While the OECD would like to encourage a co-operative approach between organisations and regulators, there is no real evidence out there detailing its effectiveness.

Ultimately, we need firms to do more. We need to encourage sustainable behaviours to prevent pollutants entering the environment.

For the moment at least, encouraging organisations to do more can prove challenging. The task facing the EPA is complex and can vary from compelling organisations included on the National Priority Sites List to improve standards, to incentivising others to embrace “beyond compliance”.

The EPA don’t just conduct inspections in Ireland, they also work with businesses to encourage them to reduce waste and recycle referred to as the ‘circular economy’.

Although prosecutions do lead to increased compliance in licensed firms, they are viewed as a last resort after enforcement notices are issued.
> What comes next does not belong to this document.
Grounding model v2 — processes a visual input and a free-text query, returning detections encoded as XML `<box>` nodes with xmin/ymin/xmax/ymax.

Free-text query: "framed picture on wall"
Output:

However, when prosecutions do occur, there is a spill over effect, where companies in that region respond by investing in environmental technology.

As such, Dr Power and the research team believe that any co-operative approach needs to work in conjunction to traditional “command and control” regulation.

We know that self-regulation doesn’t really work entirely, so you need to have an enforcement element there too.

But rather than just naming and shaming, you can also work with companies to reward good practices and positive outcomes that achieve “beyond compliance”.

That’s one of the conclusions we draw from our research.

Significant financial penalties for infringements of environmental regulation, targeted sector plans and business reputation effects offer opportunities to encourage compliance and beyond-compliance behaviour. It is also what the research team mean when they speak about employing “non-traditional instruments” to reward sustainable behaviour.

While there are Green Awards for businesses, not every organisation can win an award. Rewarding external accreditation for an effective environmental management system is another approach. ISO 14001 is the international standard that specifies requirements for an effective environmental management system and 989 Irish firms had ISO 14001 accreditation in 2017.  Currently thirty-three firms in Ireland have achieved the newer Business Working Responsibly Mark (ISO 26000) which incorporates corporate social responsibility and sustainability. Obviously, reputation is an attribute valued and protected by business.

Dr Power and the team’s on-going research will continue to examine the link between enforcement, licensing and environmental outcomes, and potentially give rise to “non-traditional instruments” that could encourage firms to take the step “beyond compliance”.